A direção rejeita a preguiça de confiar na violência física para expor os danos causados no protagonista como resultado do racismo. Com isso, o impacto é ainda maior porque Dillard tem o cuidado de trabalhar em momentos de respeito, alegria e camaradagem para proporcionar equilíbrio entre as duas partes dramáticas. É arriscado escolher a sutileza e a normalidade em vez da versão mais sensacionalista da discriminação. Isso Irmãs de Honra faz muito melhor que outros mais aclamados. Porém, por vezes o roteiro se torna expositivo em excesso e se deixa levar pela necessidade de comover o público.

Conclusão

Inesperadamente, Irmãos de Honra é um tributo afetuoso e honesto sobre amizade e conexão humana dentro de um filme de guerra repleto de reviravoltas dolorosas e ação de arrepiar.
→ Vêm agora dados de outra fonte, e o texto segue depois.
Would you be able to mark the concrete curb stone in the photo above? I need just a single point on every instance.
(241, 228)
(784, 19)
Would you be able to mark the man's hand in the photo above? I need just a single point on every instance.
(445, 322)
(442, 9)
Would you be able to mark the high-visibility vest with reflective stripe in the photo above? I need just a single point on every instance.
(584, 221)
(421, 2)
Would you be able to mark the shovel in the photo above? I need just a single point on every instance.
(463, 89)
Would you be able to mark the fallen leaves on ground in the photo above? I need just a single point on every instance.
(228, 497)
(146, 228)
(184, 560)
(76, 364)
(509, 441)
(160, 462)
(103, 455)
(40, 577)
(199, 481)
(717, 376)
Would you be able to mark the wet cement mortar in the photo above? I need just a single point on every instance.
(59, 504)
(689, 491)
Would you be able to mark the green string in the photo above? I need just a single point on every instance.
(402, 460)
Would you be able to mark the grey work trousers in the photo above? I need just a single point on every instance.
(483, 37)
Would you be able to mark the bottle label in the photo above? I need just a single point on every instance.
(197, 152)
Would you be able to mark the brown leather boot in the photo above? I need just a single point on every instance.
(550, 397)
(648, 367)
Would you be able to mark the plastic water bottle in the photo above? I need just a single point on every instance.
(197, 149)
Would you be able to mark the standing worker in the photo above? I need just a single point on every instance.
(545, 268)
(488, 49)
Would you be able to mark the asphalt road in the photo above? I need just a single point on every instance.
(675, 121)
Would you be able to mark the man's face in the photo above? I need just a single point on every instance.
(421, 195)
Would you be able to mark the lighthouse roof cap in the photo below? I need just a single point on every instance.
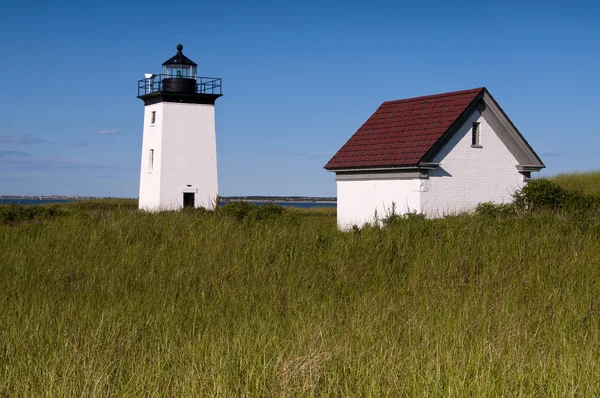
(179, 58)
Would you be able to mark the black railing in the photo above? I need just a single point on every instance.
(203, 85)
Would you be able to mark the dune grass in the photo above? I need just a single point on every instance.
(103, 300)
(588, 182)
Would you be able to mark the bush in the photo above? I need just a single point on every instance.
(246, 210)
(545, 194)
(16, 214)
(266, 212)
(238, 210)
(490, 209)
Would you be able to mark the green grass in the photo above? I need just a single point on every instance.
(100, 299)
(588, 183)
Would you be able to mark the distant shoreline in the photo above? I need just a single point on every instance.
(223, 199)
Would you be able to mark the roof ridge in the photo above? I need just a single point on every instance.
(431, 96)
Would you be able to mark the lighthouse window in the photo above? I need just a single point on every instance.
(475, 135)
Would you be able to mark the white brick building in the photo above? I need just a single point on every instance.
(435, 155)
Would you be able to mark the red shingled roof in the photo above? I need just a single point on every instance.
(401, 132)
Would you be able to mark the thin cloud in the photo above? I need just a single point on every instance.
(307, 154)
(77, 144)
(22, 139)
(20, 161)
(107, 132)
(13, 154)
(548, 153)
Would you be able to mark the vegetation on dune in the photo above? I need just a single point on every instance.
(99, 299)
(587, 183)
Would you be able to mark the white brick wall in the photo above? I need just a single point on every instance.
(468, 176)
(359, 200)
(185, 153)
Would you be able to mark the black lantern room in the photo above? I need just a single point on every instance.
(179, 82)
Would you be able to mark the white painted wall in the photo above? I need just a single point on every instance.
(468, 176)
(152, 139)
(359, 200)
(185, 154)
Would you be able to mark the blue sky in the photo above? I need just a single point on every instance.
(299, 78)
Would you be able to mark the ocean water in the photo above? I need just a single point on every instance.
(33, 201)
(286, 204)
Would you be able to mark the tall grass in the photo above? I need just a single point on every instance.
(588, 183)
(103, 300)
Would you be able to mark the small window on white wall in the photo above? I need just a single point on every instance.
(476, 135)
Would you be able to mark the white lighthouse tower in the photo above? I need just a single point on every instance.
(179, 151)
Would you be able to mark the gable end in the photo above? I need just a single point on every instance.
(510, 135)
(503, 127)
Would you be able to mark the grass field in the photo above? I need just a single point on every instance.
(99, 299)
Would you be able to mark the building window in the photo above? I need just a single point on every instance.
(476, 135)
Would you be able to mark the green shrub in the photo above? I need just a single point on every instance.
(545, 194)
(490, 209)
(266, 212)
(238, 210)
(250, 211)
(15, 214)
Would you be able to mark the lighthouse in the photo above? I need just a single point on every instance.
(179, 151)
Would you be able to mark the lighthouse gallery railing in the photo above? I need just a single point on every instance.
(204, 85)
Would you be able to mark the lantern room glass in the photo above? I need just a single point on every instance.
(179, 71)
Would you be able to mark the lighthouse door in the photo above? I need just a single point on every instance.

Ainda que um pouco lento e mais centrado em seus personagens complexos, celebra parte da história sobre o primeiro piloto negro da Marinha dos EUA que nunca deveríamos esquecer.

Repleto de boas intenções e efeitos especiais ótimos para um filme pouco divulgado, o drama de guerra impacta por conta de seu elenco talentoso e pelo viés emocional que conquista entre uma sequência de explosão e outra. O filme não promete renovação ao gênero, mas honra sua devoção à mensagem importante que deseja passar.